5. The system according to any of claims 1 to 3, where the coupling assemblies (261a, 261a', 261 b, 261 b') comprise upper couplings (262, 262 ') and lower couplings (272, 272’) and the masses (300a, 300b) comprise upper supports (362, 362’) and lower supports (372, 372'), disposed on the exterior thereof, comprising a vertical hole wherein, when the coupling assemblies (261a, 261a’, 261b, 261b’) are coupled to the masses (300a, 300b), the upper supports (362, 362') rest on the upper couplings (262, 262’) and radially confine said upper supports (362, 362') in their hole; and wherein the lower supports (372, 372') radially confine the lower couplings (272, 272’) in their hole, wherein the upper supports (362, 362’) and the lower supports (372, 372') comprise slots (303, 303') through which the masses (300a, 300b) are horizontally displaced with respect to the portions of cable (260a, 260a’, 260b, 260b’), in a direction opposite that of the other portion of cable (260b, 260b’, 260a, 260a’), when the coupling assemblies (261a, 261a’, 261 b, 261 b’) are not coupled to the masses (300a, 300b).

6. The system according to any of claims 1 to 5, comprising means for extraction of the masses (500) consisting of a few wagons (500a, 500b, 520, 530, 510a, 510b) that are displaced on a few tracks (400a, 400b, 410a, 410b), disposed in at least one substantially horizontal gallery (110a, 110b) to each side of the vertical displacement space (100) or on the surface of the ground, wherein platforms (600a, 600b, 610a, 610b) for storage of the masses are disposed in said gallery or on said surface of the ground.
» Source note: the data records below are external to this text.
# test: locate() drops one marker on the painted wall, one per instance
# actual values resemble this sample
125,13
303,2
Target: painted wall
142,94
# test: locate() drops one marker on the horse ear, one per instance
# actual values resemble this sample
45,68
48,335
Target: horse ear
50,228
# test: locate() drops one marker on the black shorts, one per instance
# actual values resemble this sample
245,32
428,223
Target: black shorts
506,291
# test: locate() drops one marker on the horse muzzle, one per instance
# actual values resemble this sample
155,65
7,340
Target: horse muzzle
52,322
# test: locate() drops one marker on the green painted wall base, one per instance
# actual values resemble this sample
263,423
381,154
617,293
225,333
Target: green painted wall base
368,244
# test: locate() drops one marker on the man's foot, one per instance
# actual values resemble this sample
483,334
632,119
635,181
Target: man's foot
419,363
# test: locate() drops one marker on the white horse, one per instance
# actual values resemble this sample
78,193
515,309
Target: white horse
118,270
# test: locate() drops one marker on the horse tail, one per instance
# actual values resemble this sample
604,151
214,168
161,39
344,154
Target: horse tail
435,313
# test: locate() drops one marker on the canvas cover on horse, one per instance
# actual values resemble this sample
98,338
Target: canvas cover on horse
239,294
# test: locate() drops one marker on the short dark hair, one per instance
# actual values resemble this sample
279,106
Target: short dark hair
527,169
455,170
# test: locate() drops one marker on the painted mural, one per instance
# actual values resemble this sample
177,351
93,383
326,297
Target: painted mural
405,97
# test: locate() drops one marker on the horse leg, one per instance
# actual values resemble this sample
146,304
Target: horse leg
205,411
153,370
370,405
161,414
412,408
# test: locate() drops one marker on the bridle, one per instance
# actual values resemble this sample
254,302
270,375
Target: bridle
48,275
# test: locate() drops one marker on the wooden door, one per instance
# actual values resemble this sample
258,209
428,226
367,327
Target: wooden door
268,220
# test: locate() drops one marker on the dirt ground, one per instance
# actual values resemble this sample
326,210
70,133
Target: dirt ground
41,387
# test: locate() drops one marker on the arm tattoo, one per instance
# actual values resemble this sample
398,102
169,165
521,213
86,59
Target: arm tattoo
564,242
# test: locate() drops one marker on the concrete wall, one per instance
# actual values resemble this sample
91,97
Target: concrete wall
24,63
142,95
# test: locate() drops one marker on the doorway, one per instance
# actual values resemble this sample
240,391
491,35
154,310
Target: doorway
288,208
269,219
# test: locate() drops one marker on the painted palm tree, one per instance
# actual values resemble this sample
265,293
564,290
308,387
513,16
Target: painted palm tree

7. The system according to any of claims 1 to 6, wherein the means for extraction of the masses (500) comprises a wagon (520) which in turn comprises an overhang extending linearly over a few wheels located at one of the ends of said wagon (520), such that, when said wheels rest at the end of one of the tracks (400a, 400b), the masses (300a, 300b) rest on a platform (554) disposed on said overhang and wherein said wagon (520) further comprises a counterweight (521) at the end of the wagon (520) opposite the overhang.

8. The system according to any of claims 1 to 6, wherein the means for extraction of the masses (500) comprises a wagon (530) configured to be able to simultaneously have at least one of its axles on each one of the tracks (400a, 400b), wherein said wagon (530) comprises a platform (554), upon which the masses (300a, 300b) rest, that is displaced along said wagon (530) via linear displacement means (531).

9. The system according to any of claims 1 to 8, where the masses consist of containers that can accommodate a granular material or a liquid.

10. The system according to any of claims 1 to 9, comprising a system for monitoring and controlling the operation of the various elements, comprising sensors and communication and control devices.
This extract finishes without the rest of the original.